14 November 2023

von Schmetterlingen auf der Hand und von Sanftheit im Herzen

[ der Hi-Score für den
sperrigsten Titel eines Blogposts 
ist mir mit dem heutigen Tag auf lange Zeit sicher.

Aber weil gestern so ein...trauriger Beitrag
hier war, wurde ich um heutigen Ausgleich gebeten.

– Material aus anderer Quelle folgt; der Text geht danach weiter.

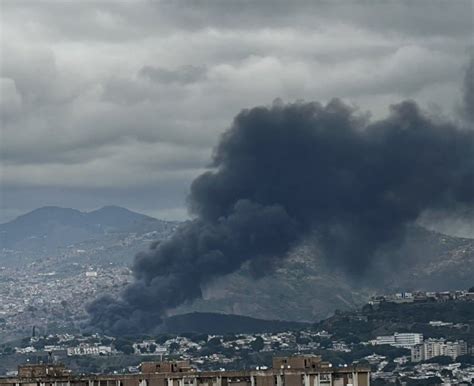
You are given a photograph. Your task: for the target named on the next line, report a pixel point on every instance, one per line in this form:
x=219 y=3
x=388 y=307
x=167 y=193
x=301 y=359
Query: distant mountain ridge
x=217 y=323
x=51 y=227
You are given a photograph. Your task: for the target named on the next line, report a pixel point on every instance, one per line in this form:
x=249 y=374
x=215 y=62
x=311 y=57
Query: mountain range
x=52 y=227
x=302 y=288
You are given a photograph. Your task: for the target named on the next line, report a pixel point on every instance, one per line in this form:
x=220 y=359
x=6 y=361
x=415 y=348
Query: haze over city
x=250 y=193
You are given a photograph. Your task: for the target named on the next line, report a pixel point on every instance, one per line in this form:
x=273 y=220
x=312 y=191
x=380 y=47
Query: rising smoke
x=282 y=172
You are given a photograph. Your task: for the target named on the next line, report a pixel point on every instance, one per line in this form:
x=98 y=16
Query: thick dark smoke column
x=468 y=92
x=282 y=172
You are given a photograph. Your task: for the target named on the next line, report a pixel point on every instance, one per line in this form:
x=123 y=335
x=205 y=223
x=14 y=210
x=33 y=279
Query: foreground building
x=286 y=371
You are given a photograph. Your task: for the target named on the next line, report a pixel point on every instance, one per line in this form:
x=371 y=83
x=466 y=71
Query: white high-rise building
x=431 y=348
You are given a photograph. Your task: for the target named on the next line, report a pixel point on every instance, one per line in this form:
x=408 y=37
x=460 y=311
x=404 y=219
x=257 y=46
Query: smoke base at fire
x=282 y=172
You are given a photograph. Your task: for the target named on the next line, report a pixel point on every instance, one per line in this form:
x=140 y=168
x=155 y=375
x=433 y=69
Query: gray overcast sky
x=120 y=102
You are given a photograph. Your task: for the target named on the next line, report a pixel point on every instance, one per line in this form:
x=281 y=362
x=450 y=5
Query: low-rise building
x=302 y=371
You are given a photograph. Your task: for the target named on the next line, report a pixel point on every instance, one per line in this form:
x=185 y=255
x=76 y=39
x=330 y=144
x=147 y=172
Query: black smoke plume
x=284 y=171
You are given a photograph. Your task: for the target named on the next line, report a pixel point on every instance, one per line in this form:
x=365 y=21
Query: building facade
x=292 y=371
x=405 y=340
x=431 y=348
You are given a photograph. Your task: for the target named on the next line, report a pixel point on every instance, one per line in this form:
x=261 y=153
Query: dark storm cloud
x=80 y=81
x=183 y=74
x=280 y=173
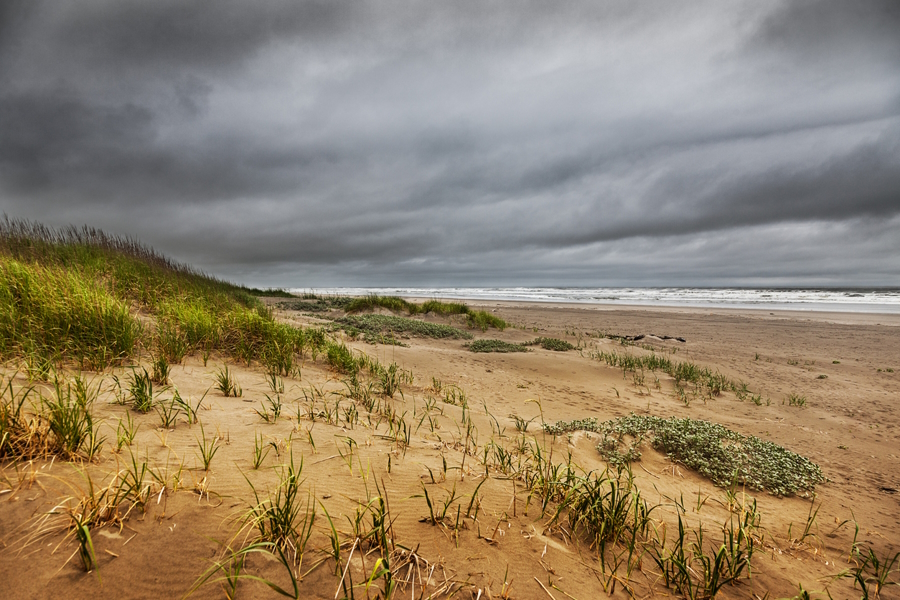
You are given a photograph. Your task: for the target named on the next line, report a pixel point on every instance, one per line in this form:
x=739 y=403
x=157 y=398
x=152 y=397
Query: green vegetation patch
x=316 y=304
x=724 y=456
x=482 y=320
x=392 y=326
x=270 y=292
x=373 y=301
x=444 y=309
x=495 y=346
x=71 y=294
x=554 y=344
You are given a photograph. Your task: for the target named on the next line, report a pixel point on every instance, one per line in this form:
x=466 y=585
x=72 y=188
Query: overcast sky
x=307 y=144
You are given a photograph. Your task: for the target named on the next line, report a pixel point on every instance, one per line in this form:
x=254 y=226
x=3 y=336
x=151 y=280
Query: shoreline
x=827 y=316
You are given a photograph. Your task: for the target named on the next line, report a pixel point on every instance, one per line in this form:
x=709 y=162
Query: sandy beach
x=844 y=366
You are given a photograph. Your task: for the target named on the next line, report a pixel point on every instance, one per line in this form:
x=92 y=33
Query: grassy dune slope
x=77 y=295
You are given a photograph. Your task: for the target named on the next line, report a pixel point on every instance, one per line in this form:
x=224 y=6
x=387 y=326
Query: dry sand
x=850 y=426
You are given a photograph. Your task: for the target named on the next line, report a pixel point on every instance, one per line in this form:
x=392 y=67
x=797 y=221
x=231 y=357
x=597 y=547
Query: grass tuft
x=495 y=346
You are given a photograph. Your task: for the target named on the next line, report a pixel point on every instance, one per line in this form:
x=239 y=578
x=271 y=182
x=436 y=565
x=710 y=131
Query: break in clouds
x=469 y=143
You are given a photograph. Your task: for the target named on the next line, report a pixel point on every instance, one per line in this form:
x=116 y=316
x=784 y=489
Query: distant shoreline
x=883 y=301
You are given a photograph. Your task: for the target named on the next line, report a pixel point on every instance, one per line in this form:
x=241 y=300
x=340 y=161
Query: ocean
x=881 y=300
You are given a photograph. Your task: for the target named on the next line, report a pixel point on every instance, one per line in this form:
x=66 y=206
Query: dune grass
x=483 y=320
x=720 y=454
x=495 y=346
x=554 y=344
x=475 y=318
x=71 y=295
x=388 y=324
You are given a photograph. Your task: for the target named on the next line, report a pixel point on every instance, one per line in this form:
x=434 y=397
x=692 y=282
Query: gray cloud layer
x=328 y=143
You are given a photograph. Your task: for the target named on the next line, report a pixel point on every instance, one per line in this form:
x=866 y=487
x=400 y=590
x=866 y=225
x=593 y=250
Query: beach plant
x=444 y=309
x=551 y=344
x=260 y=451
x=495 y=346
x=168 y=413
x=483 y=320
x=874 y=573
x=284 y=518
x=718 y=453
x=208 y=448
x=794 y=399
x=373 y=301
x=70 y=294
x=140 y=387
x=161 y=370
x=70 y=418
x=226 y=383
x=378 y=325
x=125 y=432
x=191 y=411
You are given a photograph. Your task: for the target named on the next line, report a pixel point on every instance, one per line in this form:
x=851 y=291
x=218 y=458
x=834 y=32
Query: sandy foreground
x=850 y=426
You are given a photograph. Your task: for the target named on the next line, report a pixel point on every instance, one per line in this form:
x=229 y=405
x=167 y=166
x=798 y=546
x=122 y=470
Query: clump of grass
x=341 y=358
x=227 y=384
x=495 y=346
x=722 y=455
x=483 y=319
x=270 y=292
x=444 y=309
x=140 y=386
x=70 y=419
x=68 y=295
x=57 y=313
x=284 y=518
x=316 y=304
x=387 y=324
x=161 y=370
x=795 y=400
x=551 y=344
x=373 y=301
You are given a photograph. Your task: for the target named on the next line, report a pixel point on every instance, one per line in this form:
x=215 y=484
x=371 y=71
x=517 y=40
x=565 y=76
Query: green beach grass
x=75 y=295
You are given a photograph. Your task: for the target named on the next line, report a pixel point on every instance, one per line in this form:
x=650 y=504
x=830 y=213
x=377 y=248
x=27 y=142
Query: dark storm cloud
x=305 y=143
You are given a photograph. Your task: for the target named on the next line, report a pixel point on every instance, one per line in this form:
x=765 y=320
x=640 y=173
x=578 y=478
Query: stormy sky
x=496 y=143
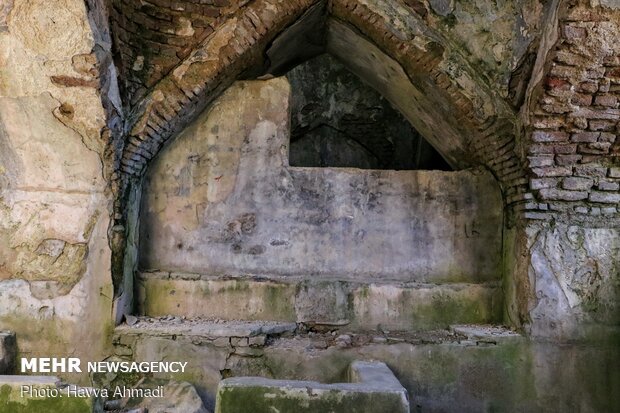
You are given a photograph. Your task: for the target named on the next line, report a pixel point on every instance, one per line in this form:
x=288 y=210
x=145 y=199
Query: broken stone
x=8 y=352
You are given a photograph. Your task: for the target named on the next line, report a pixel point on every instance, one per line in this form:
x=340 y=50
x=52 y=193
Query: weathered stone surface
x=372 y=385
x=339 y=121
x=54 y=397
x=54 y=209
x=574 y=277
x=222 y=200
x=359 y=305
x=179 y=397
x=485 y=366
x=8 y=352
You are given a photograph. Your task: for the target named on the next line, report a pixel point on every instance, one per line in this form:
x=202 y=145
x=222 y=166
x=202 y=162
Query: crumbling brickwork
x=573 y=150
x=154 y=36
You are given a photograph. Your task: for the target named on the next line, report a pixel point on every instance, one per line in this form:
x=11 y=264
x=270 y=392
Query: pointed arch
x=386 y=43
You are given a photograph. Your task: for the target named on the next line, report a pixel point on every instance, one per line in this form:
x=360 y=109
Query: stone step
x=427 y=363
x=358 y=304
x=371 y=384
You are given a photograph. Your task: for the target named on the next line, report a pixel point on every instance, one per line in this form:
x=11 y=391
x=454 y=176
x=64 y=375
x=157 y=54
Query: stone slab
x=375 y=388
x=360 y=305
x=39 y=394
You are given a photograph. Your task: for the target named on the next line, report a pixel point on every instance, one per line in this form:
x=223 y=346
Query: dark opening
x=339 y=121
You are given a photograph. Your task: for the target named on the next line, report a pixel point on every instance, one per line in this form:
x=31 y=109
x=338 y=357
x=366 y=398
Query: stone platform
x=372 y=386
x=358 y=304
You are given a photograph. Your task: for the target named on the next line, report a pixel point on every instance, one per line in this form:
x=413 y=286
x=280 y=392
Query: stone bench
x=372 y=387
x=43 y=394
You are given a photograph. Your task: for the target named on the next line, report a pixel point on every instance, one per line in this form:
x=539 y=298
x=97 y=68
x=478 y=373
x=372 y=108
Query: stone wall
x=222 y=200
x=567 y=287
x=55 y=201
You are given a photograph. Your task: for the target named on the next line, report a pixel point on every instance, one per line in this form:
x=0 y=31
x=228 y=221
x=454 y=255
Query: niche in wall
x=339 y=121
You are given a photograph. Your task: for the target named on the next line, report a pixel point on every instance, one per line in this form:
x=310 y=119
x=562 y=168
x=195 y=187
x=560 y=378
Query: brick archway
x=479 y=127
x=435 y=86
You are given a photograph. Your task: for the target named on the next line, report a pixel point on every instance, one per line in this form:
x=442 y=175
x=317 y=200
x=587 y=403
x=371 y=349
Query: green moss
x=259 y=399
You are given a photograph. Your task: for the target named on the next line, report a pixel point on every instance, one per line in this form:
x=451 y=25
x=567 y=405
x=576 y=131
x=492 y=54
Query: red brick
x=544 y=136
x=606 y=100
x=585 y=136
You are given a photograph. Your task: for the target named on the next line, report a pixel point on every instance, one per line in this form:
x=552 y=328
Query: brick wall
x=154 y=36
x=573 y=150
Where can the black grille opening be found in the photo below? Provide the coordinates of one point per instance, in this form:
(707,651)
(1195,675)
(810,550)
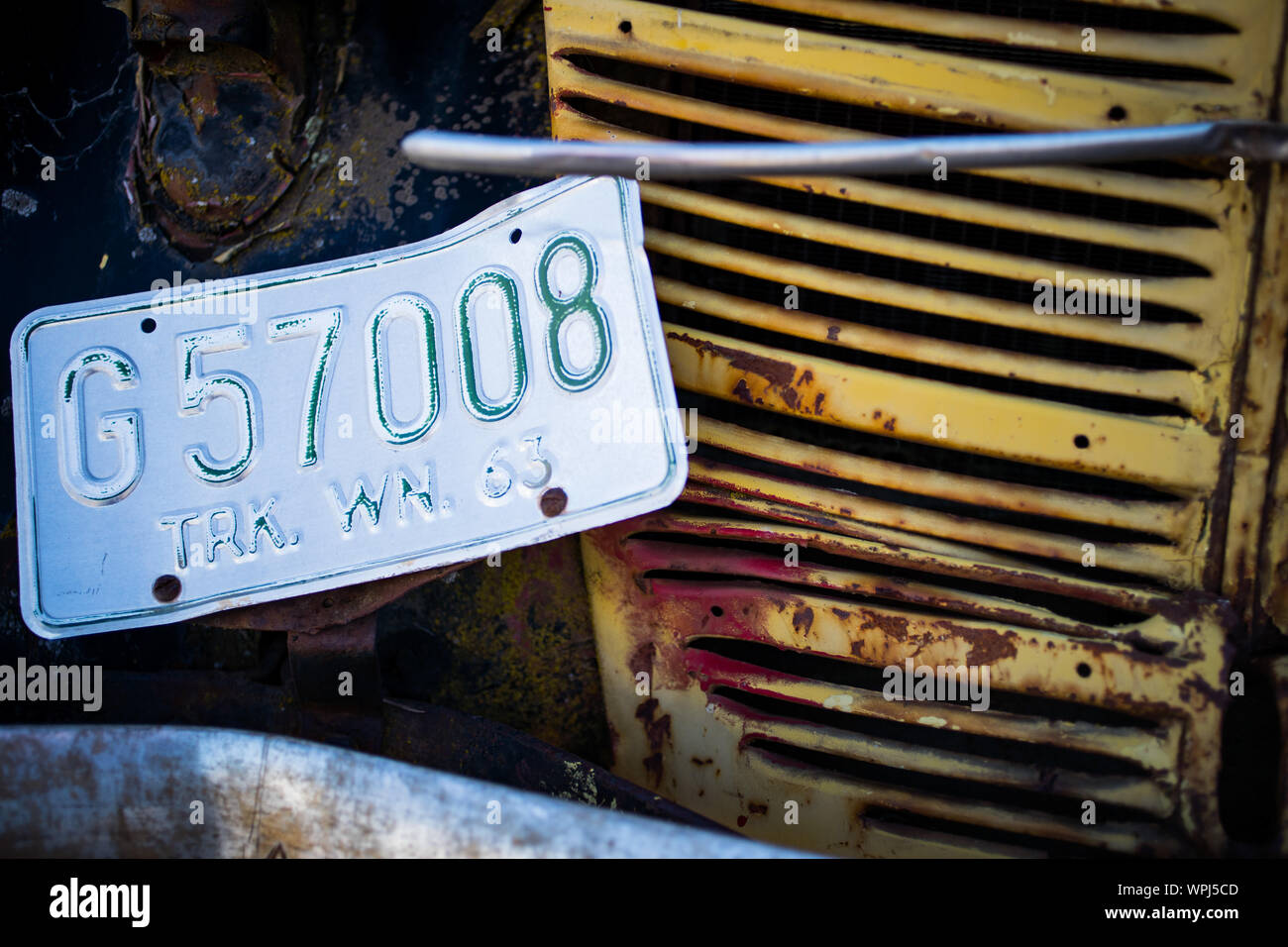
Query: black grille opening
(866,263)
(844,115)
(1082,531)
(1068,60)
(1057,250)
(1085,397)
(844,309)
(880,814)
(1057,806)
(810,432)
(1061,605)
(1048,757)
(853,674)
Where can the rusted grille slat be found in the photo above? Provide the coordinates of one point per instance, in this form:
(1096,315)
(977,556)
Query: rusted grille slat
(1154,750)
(823,519)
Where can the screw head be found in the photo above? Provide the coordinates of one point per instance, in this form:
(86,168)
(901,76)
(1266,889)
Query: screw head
(554,501)
(166,587)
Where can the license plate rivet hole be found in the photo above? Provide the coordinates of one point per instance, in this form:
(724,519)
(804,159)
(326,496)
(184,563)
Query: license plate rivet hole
(166,587)
(553,501)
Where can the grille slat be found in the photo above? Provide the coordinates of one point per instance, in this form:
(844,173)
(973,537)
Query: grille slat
(825,522)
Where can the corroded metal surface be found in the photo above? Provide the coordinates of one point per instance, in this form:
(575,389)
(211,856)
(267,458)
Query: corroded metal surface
(902,458)
(1014,776)
(120,791)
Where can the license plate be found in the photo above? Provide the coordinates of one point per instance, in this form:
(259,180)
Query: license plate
(180,453)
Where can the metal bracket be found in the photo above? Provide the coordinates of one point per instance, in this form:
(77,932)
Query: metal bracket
(458,151)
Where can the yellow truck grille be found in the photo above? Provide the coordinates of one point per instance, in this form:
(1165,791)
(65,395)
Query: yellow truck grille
(901,457)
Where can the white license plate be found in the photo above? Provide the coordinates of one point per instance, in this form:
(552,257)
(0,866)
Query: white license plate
(180,454)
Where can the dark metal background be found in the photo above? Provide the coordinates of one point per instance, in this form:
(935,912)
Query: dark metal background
(509,643)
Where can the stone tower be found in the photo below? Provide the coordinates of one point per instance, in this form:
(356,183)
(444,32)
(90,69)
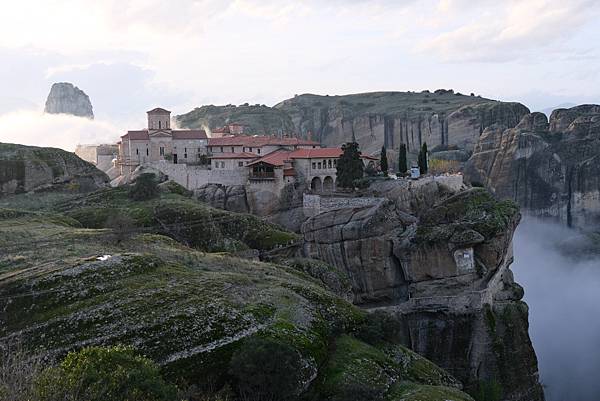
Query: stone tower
(159,119)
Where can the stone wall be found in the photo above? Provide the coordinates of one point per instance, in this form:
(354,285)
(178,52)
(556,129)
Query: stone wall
(193,177)
(315,204)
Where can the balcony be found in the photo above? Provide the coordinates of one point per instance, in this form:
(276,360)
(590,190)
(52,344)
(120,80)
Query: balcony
(262,175)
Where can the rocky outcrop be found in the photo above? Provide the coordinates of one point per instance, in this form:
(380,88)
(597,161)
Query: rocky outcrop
(443,270)
(441,119)
(256,119)
(190,311)
(231,198)
(65,98)
(29,168)
(549,167)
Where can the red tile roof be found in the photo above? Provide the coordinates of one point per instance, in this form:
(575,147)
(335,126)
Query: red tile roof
(276,158)
(244,155)
(158,110)
(189,134)
(136,135)
(258,141)
(279,157)
(316,153)
(142,135)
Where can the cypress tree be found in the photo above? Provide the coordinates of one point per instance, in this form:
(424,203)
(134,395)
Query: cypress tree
(349,166)
(402,165)
(383,161)
(423,167)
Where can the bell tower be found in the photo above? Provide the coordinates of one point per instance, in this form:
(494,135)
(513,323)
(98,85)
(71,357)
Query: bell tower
(159,119)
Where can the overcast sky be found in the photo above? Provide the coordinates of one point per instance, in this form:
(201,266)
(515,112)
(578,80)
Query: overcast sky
(131,55)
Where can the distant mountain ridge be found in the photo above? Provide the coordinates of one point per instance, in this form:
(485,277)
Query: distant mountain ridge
(440,118)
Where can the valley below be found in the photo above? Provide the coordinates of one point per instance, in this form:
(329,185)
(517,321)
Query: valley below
(561,288)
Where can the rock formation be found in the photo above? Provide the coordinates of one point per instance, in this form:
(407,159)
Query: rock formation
(551,168)
(443,270)
(441,119)
(29,168)
(65,98)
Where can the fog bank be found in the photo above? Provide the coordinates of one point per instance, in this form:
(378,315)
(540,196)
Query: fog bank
(563,293)
(55,130)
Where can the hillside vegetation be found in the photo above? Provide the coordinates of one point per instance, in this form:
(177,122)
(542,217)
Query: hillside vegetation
(157,289)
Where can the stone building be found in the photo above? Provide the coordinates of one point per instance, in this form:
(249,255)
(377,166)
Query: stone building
(158,142)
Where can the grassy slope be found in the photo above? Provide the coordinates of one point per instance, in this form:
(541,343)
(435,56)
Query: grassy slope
(184,308)
(258,120)
(387,103)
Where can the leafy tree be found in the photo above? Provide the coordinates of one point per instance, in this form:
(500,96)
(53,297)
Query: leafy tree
(145,187)
(379,327)
(265,369)
(423,159)
(383,161)
(349,166)
(402,162)
(104,374)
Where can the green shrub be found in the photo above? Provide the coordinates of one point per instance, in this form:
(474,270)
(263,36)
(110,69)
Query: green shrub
(359,392)
(265,369)
(104,374)
(379,327)
(145,187)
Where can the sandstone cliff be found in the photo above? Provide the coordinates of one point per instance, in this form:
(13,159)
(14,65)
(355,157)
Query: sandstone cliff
(29,168)
(187,309)
(65,98)
(441,119)
(551,168)
(440,263)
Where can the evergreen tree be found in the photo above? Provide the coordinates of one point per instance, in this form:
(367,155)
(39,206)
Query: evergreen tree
(349,166)
(402,164)
(423,167)
(383,161)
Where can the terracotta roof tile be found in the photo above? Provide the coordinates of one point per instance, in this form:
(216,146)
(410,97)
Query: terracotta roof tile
(258,141)
(189,134)
(158,110)
(136,135)
(244,155)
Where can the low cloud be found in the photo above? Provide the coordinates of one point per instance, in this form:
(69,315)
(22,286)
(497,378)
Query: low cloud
(55,130)
(508,30)
(563,293)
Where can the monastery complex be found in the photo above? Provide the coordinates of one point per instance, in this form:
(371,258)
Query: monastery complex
(228,157)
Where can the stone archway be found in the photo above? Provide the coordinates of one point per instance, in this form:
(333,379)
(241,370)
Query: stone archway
(316,185)
(328,185)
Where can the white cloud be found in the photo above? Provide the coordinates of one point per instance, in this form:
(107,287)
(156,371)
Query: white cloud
(55,130)
(510,30)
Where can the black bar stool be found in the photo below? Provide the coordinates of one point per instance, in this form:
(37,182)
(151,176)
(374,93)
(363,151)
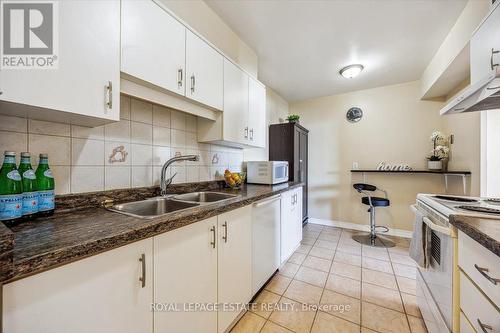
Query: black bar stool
(372,239)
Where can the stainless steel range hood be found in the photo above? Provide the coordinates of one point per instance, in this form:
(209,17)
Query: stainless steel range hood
(480,96)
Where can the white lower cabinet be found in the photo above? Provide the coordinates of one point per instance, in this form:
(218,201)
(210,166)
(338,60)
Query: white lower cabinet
(100,294)
(235,262)
(185,271)
(291,222)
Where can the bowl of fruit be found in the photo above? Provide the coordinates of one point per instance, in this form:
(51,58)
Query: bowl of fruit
(234,179)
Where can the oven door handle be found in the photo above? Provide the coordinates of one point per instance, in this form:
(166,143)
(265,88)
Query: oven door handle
(433,226)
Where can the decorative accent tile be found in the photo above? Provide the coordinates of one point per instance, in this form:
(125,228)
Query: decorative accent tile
(94,133)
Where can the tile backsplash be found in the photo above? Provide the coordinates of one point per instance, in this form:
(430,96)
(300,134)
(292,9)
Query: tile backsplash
(128,153)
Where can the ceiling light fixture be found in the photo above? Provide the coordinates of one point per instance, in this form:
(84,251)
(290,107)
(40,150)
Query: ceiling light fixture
(351,71)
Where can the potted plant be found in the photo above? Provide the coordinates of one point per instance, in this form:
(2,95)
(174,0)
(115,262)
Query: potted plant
(293,118)
(439,152)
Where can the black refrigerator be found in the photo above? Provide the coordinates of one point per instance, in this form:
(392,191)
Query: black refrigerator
(288,142)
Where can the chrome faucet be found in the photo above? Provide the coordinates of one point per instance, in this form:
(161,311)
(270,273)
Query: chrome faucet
(164,183)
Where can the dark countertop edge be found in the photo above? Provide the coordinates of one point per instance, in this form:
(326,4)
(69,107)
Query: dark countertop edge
(460,221)
(156,226)
(415,171)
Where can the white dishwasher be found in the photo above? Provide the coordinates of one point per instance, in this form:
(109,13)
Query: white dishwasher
(265,240)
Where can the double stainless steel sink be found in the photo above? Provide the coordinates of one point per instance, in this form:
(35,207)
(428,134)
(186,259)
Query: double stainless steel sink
(154,207)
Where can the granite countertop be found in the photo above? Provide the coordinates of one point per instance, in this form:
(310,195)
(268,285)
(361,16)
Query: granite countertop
(75,233)
(485,231)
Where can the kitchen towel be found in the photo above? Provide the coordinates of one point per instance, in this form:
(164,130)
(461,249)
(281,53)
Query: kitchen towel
(419,245)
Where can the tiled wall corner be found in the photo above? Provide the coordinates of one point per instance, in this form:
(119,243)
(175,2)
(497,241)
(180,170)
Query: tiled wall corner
(128,153)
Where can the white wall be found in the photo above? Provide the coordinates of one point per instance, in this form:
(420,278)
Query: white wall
(395,128)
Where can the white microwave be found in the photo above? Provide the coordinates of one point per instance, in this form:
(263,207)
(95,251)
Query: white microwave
(267,172)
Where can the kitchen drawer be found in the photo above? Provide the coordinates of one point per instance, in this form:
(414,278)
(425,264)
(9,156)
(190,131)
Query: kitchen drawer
(477,308)
(465,326)
(471,258)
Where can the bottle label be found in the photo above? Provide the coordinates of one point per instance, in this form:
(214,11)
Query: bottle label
(29,174)
(30,203)
(14,175)
(9,160)
(45,200)
(11,206)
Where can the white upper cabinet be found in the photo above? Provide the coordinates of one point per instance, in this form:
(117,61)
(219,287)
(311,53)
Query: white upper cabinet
(86,84)
(153,45)
(235,127)
(257,113)
(484,47)
(204,69)
(102,293)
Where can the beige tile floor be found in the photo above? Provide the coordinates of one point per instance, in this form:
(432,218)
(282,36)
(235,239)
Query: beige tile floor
(348,287)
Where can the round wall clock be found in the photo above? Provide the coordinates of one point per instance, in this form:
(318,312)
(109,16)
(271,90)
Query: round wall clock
(354,114)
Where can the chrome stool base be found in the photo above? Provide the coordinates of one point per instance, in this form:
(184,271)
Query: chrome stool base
(375,240)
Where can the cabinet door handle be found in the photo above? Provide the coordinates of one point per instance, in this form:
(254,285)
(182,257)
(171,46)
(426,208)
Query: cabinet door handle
(225,232)
(193,83)
(493,52)
(109,94)
(180,77)
(142,259)
(483,272)
(484,327)
(214,237)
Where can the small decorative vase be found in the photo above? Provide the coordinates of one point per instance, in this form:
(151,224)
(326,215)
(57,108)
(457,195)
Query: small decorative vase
(435,165)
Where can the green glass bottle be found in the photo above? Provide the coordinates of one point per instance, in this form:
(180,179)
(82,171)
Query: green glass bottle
(11,189)
(30,192)
(45,185)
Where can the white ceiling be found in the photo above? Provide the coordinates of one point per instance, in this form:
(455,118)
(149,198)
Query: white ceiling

Was ich zwar nicht müsste.
Was gute Jungs aber eben so machen.

Und ich bin ja ein guter.
Also, manchmal. ]



Ich glaube fest daran, dass man durch wenigstens
2 Arten von Begegnungen zu einem besseren
Menschen werden kann, zumindest temporär:

Das Eine ist die Begegnung mit Tieren.
Das Andere ist die Begegnung mit Musik.

Es passiert hin und wieder noch, dass Wut, Zorn,
Unbeherrschtheit mich überfallen - jedoch nie,
wenn ich in der Nähe von Tieren bin.

"Das macht der aber sonst nie!" ist ein Satz, den ich
oft höre bei Kunden, wenn ich freudig vom Familienhund
begrüßt und beschnuppert werde.

Egal, was ich gerade an habe, ich beuge mich auch stets
hinunter und begrüße den, der mich gerade so freundlich
zu empfangen bereit war.

Kleine Ziegen zu streicheln war auch eine Zeit lang etwas
in meinem Leben, das ich als wahres Privileg empfunden habe.

Oder das unglaubliche Gefühl, ganz nah an einem Pferd
zu stehen und es zu streicheln.

Vielleicht sogar noch getoppt von dem Zutrauen, dass Sie
spüren, wenn Sie vor einem Eselwandern von einem der Tiere
"ausgesucht" werden, das sich neben sie stellt und Sie
sofort spüren, dass das Tier wusste, was es da tat.

Wenn es sich vertrauensvoll an Sie ran drückt beim Striegeln.
Dann entsteht in mir Ruhe, Gelöstsein.

Dann ist eine Sanftheit präsent, um die ich mich sonst
erst bewusst bemühen muss.
Und die sich dann auch genau so anfühlt: Bemüht.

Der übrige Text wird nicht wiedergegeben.